SEÇÃO III Do Plenário do Coren-RJ
Subseção I Da Composição do Plenário
Art. 12. O Plenário do Coren-RJ é composto por 21 (vinte e um) membros
efetivos, e o mesmo número de suplentes, de nacionalidade brasileira, na proporção de
3/5 (três quintos) de enfermeiros e 2/5 (dois quintos) de profissionais das demais
categorias de pessoal de enfermagem reguladas em lei.
§ 1º. O número de membros efetivos será sempre ímpar e sua fixação
observará proporção ao número de profissionais inscritos no Coren-RJ, nos termos da Lei
nº 5.905/1973.
§ 2º. A alteração do número de conselheiros do Coren-RJ poderá ser realizada
por meio de decisão do Plenário, devidamente justificada, devendo ser submetida à
homologação do Plenário do Cofen.
§ 3º. O mandato eletivo dos membros do Plenário do Coren-RJ é honorífico e
tem duração de três anos, admitida uma reeleição consecutiva.
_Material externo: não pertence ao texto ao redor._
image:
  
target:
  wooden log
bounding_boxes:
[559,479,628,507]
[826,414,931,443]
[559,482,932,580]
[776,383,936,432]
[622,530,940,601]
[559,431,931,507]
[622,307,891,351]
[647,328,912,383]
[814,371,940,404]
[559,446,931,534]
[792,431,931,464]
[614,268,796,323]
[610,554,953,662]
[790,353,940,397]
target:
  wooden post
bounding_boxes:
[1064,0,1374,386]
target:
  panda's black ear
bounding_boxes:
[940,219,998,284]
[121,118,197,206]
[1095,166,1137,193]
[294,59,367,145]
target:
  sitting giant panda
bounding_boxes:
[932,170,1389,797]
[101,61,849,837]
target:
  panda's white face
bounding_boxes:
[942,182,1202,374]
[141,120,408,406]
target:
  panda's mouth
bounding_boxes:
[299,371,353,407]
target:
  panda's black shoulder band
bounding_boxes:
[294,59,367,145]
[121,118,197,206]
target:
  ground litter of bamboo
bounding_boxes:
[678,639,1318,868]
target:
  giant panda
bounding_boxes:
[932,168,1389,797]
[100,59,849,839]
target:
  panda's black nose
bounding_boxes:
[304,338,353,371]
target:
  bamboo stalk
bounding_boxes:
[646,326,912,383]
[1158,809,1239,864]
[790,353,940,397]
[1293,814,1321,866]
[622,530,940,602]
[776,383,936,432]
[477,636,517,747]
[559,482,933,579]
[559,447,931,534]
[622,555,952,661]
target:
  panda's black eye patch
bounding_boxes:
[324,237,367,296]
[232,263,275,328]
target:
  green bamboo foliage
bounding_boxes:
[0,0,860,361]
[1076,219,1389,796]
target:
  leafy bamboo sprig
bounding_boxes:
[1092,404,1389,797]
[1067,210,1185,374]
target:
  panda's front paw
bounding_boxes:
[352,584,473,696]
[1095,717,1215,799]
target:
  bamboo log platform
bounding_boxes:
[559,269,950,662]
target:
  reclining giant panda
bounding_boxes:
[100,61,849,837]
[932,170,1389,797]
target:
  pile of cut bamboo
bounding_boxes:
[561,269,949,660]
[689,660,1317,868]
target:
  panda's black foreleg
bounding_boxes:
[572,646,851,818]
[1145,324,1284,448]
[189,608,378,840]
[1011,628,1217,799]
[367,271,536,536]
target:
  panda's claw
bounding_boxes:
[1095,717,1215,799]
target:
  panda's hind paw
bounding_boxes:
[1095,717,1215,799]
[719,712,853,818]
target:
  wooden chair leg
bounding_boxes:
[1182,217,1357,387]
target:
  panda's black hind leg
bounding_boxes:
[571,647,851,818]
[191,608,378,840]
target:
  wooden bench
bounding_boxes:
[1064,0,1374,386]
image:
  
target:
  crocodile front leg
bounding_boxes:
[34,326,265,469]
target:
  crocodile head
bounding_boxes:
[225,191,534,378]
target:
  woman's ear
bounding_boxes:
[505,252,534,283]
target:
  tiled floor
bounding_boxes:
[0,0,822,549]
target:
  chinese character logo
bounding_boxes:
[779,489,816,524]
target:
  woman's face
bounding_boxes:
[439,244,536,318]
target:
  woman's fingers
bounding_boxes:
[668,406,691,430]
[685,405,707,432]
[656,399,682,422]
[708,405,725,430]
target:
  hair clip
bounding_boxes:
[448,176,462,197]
§ 4º. É incompatível o exercício de mandatos de Conselheiro Federal e Regional
simultaneamente, excetuadas as designações pelo plenário do Cofen.
Art. 13. O mandato de Conselheiro extingue-se antes de seu término, quando:
I. Ocorrer cancelamento ou suspensão da inscrição profissional; II. Sofrer condenação
judicial ou administrativo disciplinar irrecorrível, em que conste na decisão a determinação
de perda do mandato; III. Faltar a 5 (cinco) reuniões de plenário, durante o ano civil, sem
aprovação da justificativa pelo Coren-RJ; IV. Renunciar ao mandato.
Art. 14. O preenchimento da vacância de mandato de Conselheiro Regional, observará
o disposto no Código Eleitoral do Sistema Cofen/Conselhos Regionais de Enfermagem.
Art. 15.O pedido de licença ou renúncia de Conselheiro Regional deverá ser
comunicado por escrito ao Plenário do Coren-RJ.
Art. 16.O Conselheiro Regional efetivo
será substituído em sua falta,
impedimento ou licença, por um suplente.